From: H. J. Sander Bruggink on 20 Dec 2005 05:52 Charlie-Boo wrote: > Torkel Franzen wrote: >> You mistakenly take the argument to be about classical propositional >>logic. > > > So "~(A<->~A) is a propositional calculus wff" is wrong? (I never used > the word "classical".) But you did talk about "truth tables" and "resolution", both of which are proof methods for classical propositional logic, and not intuitionistic propositional logic. groente -- Sander
From: Charlie-Boo on 20 Dec 2005 08:25 H. J. Sander Bruggink wrote: > Charlie-Boo wrote: > > Torkel Franzen wrote: > > >> You mistakenly take the argument to be about classical propositional > >>logic. > > > > > > So "~(A<->~A) is a propositional calculus wff" is wrong? (I never used > > the word "classical".) > But you did talk about "truth tables" and "resolution", both > of which are proof methods for classical propositional logic, > and not intuitionistic propositional logic. Please give a proof of a propositional calculus proposition that cannot be done using case analysis (examination of the truth tables.) C-B > groente > -- Sander
From: Charlie-Boo on 20 Dec 2005 08:35 David C. Ullrich wrote: > On 19 Dec 2005 07:31:22 -0800, "Charlie-Boo" wrote: > I don't know whether you've noticed this, but others have: Name 2. > You complain that I'm just quibbling about syntax, > and at the same time you ignore most of my comments > about the substance of your Simple yet Profound Metatheorem... Glad you agree it's profound. > Oh for heaven's sake. How was I supposed to know that that two > []'s meant entirely different things? Sorry, I thought you knew all about Logic. > >> > Thm. ((|- P) = (|- Q)) => |- (P=Q) > > > >> This is obviously false. > >> If neither P nor Q is provable (so that > >> ((|- P) = (|- Q)) is true) it certainly > >> does not follow that P==Q _is_ provable. > > > >Let's suppose that P is "1>2" and Q is "2>3". Then P==Q is > >(1>2)==(2>3) which IS provable. > Huh? I said, let's suppose that P is "1>2" and Q is "2>3". Then P==Q is (1>2)==(2>3) which IS provable. > I didn't say that it is never the case that P==Q is > provable. I said that this does not follow from the assumption > that neither P nor Q is provable. I was just illustrating my thinking with a specific example.
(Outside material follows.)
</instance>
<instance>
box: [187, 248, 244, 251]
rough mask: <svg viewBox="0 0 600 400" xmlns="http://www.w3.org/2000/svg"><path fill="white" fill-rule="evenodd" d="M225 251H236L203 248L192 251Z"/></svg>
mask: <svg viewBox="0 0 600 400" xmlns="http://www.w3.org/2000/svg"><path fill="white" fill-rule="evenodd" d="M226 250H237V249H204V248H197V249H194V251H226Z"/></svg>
A better counterexample for you (than meaningless propositional variables) would be P is any Godel sentence and Q is FALSE. > David C. Ullrich
From: Torkel Franzen on 20 Dec 2005 08:53
"Charlie-Boo" <chvol(a)aol.com> writes: > Please give a proof of a propositional calculus proposition that cannot > be done using case analysis (examination of the truth tables.) There are no truth tables for intuitionistic propositional logic. |